Feature Writer John Christie – Fanny Crosby: Early 20th Century Poet and Inspiration

Fanny Crosby was an American hymn writer and poet, and during her lifetime, she wrote over 9,000 hymns.  She also entered the NY Institute at the age of 15. She then taught English and history from 1847 to 1858. As a teacher and pupil, she spent 35 years at the school. Her first book of poems was published in 1844 and was titled The Blind Girl and Other Poems.

In 1858, she published a book called A Wreath of Columbia’s Flowers. This is a book of secular stories and poems. Her last book, Memories of 80 years, was published in 1906.  Crosby was considered to be the greatest hymn writer in America. She was commonly referred to in New York as the “Hymn Queen.”

Although blinded by an illness at just six weeks old, she never became bitter. One time a preacher sympathetically remarked, “I think it is a great pity that the Master did not give you sight when He showered so many other gifts upon you.” She replied quickly, “Do you know that if at birth I had been able to make one petition, it would have been that I should be born blind?” “Why?” asked the surprised clergyman. “Because when I get to heaven, the first face that shall ever gladden my sight will be that of my Savior!”

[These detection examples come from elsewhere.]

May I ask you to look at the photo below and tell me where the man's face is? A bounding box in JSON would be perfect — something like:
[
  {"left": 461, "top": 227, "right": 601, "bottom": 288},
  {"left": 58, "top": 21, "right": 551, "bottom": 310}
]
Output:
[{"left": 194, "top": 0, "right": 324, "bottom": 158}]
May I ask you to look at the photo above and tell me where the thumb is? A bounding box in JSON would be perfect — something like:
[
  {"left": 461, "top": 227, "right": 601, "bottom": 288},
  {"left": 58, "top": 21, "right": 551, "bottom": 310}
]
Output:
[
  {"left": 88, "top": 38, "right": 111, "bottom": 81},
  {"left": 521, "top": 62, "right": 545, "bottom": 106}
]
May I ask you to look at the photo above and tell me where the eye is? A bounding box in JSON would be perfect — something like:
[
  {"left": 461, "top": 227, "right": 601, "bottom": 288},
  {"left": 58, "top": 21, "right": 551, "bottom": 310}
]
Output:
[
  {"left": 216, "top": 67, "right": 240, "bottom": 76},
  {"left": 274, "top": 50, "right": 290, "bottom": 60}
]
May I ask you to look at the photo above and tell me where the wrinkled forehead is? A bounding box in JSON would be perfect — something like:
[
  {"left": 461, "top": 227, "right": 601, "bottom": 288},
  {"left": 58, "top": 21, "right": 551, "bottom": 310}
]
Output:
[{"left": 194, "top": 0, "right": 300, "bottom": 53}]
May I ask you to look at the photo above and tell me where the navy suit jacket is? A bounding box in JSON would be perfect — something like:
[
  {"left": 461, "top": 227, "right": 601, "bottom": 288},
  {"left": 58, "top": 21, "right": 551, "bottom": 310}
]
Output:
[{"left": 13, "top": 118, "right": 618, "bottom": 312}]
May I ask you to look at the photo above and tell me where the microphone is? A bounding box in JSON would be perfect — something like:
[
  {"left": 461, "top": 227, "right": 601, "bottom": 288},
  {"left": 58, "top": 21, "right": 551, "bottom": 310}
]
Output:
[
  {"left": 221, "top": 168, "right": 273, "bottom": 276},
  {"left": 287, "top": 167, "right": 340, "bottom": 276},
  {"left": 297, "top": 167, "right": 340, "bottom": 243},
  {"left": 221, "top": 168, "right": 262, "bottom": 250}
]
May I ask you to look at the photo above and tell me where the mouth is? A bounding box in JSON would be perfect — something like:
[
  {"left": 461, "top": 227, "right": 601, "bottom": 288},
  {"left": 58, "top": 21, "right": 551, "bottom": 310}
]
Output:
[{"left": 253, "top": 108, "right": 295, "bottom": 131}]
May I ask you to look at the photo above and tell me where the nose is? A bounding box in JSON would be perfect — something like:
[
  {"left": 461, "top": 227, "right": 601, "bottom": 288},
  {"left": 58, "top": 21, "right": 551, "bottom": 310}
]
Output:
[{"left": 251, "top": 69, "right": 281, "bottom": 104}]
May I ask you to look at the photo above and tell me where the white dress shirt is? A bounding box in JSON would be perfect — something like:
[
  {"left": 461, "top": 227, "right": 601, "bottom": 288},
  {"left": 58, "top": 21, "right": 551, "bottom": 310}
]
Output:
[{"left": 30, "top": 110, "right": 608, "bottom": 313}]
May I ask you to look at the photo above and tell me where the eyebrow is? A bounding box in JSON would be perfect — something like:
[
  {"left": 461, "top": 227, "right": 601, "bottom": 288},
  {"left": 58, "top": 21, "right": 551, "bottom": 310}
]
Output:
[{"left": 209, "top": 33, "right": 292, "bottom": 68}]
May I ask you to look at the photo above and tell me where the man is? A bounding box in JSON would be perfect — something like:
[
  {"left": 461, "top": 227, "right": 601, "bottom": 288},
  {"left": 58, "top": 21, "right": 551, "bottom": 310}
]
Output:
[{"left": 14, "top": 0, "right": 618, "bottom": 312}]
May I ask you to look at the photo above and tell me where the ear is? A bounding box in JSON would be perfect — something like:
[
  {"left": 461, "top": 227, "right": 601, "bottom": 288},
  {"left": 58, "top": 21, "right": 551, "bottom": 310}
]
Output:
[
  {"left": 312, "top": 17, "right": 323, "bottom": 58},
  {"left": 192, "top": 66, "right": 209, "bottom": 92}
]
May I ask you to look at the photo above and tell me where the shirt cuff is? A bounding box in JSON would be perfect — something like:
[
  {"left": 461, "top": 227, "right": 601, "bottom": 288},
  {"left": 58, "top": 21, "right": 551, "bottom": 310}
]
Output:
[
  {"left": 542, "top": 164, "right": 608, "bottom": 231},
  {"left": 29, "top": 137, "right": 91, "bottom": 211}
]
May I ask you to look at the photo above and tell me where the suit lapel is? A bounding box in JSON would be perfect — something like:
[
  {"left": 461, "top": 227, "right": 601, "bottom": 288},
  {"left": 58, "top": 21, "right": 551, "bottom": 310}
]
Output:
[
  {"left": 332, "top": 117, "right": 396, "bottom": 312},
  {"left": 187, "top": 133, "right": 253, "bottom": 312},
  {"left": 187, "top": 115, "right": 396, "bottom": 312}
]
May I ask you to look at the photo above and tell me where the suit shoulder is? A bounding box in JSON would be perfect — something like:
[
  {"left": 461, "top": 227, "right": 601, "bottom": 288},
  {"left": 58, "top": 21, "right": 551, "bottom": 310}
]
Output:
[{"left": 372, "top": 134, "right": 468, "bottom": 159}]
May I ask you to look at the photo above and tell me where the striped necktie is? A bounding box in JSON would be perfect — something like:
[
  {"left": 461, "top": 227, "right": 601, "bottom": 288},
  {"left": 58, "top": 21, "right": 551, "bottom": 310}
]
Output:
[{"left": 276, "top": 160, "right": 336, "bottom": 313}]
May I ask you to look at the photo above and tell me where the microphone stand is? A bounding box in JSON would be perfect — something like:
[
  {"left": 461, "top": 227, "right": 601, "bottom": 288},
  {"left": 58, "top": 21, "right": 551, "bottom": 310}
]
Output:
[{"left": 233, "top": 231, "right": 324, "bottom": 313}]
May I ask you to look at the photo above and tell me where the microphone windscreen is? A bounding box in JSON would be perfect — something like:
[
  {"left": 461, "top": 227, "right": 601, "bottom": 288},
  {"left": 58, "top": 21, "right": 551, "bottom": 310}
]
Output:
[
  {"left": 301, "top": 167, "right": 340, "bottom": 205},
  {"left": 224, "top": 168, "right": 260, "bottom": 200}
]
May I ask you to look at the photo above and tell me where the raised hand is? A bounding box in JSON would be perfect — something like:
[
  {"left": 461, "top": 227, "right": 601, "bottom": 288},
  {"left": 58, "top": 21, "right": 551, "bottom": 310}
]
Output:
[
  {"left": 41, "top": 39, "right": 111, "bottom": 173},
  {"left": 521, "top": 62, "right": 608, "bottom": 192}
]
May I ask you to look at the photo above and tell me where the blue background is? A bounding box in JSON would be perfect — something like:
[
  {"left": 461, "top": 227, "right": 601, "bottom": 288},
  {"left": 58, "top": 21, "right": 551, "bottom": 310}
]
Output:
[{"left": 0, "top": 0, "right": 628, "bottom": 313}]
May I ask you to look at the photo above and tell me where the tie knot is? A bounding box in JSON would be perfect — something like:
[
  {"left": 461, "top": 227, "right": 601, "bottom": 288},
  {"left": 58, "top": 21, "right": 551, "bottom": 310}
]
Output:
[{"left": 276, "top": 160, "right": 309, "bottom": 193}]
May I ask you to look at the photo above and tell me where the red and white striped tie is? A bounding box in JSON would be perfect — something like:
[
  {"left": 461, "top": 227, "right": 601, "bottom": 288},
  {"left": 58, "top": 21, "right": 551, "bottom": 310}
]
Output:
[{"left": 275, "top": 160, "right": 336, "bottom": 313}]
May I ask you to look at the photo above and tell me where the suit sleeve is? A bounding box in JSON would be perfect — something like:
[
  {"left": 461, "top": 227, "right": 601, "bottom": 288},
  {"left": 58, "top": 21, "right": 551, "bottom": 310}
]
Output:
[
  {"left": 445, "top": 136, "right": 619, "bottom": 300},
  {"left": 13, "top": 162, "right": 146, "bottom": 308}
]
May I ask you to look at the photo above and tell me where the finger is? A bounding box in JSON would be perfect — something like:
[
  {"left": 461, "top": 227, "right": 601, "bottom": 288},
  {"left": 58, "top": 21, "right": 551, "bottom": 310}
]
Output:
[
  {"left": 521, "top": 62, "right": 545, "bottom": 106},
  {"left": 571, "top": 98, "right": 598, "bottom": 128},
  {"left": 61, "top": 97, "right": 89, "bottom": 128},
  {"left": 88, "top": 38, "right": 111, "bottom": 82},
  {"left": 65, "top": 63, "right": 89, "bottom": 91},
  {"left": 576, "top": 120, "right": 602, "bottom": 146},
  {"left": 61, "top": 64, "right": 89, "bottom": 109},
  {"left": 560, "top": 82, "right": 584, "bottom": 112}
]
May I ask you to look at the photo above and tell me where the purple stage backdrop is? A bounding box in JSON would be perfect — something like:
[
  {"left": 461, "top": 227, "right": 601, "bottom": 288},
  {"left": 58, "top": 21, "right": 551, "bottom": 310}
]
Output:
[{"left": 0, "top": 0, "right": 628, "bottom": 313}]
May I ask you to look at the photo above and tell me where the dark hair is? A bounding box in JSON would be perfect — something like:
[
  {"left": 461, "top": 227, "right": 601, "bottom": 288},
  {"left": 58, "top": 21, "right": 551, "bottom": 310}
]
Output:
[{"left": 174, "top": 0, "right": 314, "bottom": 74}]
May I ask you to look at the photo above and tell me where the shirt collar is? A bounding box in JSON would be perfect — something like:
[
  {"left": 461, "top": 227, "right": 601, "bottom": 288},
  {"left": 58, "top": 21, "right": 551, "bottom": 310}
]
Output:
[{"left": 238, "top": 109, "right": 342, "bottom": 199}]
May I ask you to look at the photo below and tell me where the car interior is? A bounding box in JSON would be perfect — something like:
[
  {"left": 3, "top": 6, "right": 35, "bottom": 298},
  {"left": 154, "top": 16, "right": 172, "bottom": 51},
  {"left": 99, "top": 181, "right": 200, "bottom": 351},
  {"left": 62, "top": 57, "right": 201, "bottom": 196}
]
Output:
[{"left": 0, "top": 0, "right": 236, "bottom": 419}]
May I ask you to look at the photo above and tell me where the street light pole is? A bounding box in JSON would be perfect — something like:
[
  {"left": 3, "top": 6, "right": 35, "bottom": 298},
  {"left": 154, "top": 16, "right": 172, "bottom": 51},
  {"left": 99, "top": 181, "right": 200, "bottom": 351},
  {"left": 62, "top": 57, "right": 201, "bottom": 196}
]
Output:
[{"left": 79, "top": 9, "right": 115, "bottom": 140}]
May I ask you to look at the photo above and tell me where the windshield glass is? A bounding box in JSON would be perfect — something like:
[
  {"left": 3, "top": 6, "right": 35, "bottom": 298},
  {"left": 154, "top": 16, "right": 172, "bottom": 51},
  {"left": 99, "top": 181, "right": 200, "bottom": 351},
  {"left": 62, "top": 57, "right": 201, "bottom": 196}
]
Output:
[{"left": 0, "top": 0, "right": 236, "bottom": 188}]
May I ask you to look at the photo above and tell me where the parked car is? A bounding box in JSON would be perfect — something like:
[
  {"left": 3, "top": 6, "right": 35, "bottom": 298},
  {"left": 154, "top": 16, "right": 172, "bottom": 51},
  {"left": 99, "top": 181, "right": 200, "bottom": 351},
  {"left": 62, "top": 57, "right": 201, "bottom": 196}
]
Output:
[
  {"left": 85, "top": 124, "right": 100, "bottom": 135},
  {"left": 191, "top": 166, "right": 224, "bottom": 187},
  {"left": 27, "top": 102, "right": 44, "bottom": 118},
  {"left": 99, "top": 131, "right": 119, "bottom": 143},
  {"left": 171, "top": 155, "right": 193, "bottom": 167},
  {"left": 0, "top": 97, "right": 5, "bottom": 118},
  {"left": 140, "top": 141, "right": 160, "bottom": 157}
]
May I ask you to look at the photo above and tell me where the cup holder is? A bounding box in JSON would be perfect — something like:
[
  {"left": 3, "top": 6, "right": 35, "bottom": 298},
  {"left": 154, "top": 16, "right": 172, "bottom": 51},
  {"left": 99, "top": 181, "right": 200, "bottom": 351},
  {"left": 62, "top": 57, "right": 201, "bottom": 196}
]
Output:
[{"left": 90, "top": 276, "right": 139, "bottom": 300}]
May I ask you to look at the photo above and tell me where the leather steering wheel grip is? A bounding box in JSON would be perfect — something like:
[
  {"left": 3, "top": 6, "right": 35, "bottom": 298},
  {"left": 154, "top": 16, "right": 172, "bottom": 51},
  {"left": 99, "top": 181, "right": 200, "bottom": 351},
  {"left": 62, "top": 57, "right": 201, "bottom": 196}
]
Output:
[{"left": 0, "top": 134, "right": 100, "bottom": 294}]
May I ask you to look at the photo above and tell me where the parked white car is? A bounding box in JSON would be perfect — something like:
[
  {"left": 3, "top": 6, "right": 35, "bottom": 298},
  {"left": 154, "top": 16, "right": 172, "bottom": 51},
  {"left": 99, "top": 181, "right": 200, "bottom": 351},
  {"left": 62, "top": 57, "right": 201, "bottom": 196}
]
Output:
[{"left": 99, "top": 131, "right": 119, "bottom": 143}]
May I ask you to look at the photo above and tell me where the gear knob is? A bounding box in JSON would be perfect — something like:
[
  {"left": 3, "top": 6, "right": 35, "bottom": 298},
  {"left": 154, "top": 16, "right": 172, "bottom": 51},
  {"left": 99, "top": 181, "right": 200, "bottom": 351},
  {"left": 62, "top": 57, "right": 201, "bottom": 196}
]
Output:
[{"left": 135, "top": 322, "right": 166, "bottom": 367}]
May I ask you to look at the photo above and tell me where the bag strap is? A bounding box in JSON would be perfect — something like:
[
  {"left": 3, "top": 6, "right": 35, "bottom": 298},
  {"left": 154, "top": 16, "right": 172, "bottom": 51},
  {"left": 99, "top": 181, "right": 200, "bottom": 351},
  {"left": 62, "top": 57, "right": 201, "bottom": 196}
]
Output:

One of Miss Crosby’s hymns was so personal that for years she kept it to herself. Kenneth Osbeck, author of several books on hymnology, says its revelation to the public came about this way.  One day at the Bible conference in Northfield, Massachusetts, Miss Crosby was asked by D.L. Moody to give a personal testimony. At first she hesitated, then quietly rose and said, ‘There is one hymn I have written which has never been published. I call it my soul’s poem. Sometimes when I am troubled, I repeat it to myself, for it brings comfort to my heart.” She then recited while many wept:

Someday the silver cord will break,
and I no more as now shall sing;
but oh, the joy when I shall wake
within the palace of the King!
And I shall see Him face to face,
and tell the story–saved by grace!

At the age of 95 Fanny Crosby passed on and on her grave in Bridgeport, Conn., there is a simple little headstone with the name “Aunt Fanny,” and these words:

Blessed assurance, Jesus is mine.
Oh, what a foretaste of glory divine.

Miss Crosby made herself a success when the odds were stacked against her. For example, there was no mobility training or rehabilitation training at the end of the 19th and early 20th century when she was alive. At that time, you had to find someone to guide you to places that you wanted to go to. You had to either go by train or an early model car. However, she had the gift to sing and write and she capitalized on these gifts. The best part was that, without questioning, the public gave her a chance.

Since then, blind musicians have become very successful, such as Ray Charles and Stevie Wonder. It just shows that if you do have a lot of talent and knock on doors loud enough, the public will begin to listen. Maybe we blind folks should take a lesson from Miss Crosby’s life experiences and really get out there and start knocking on doors. The blindness agencies that train us should also knock on doors and train the public on what blindness is all about. Maybe by doing this, the unfortunate state of unemployment in the blind community could be turned around. At least it would be a start.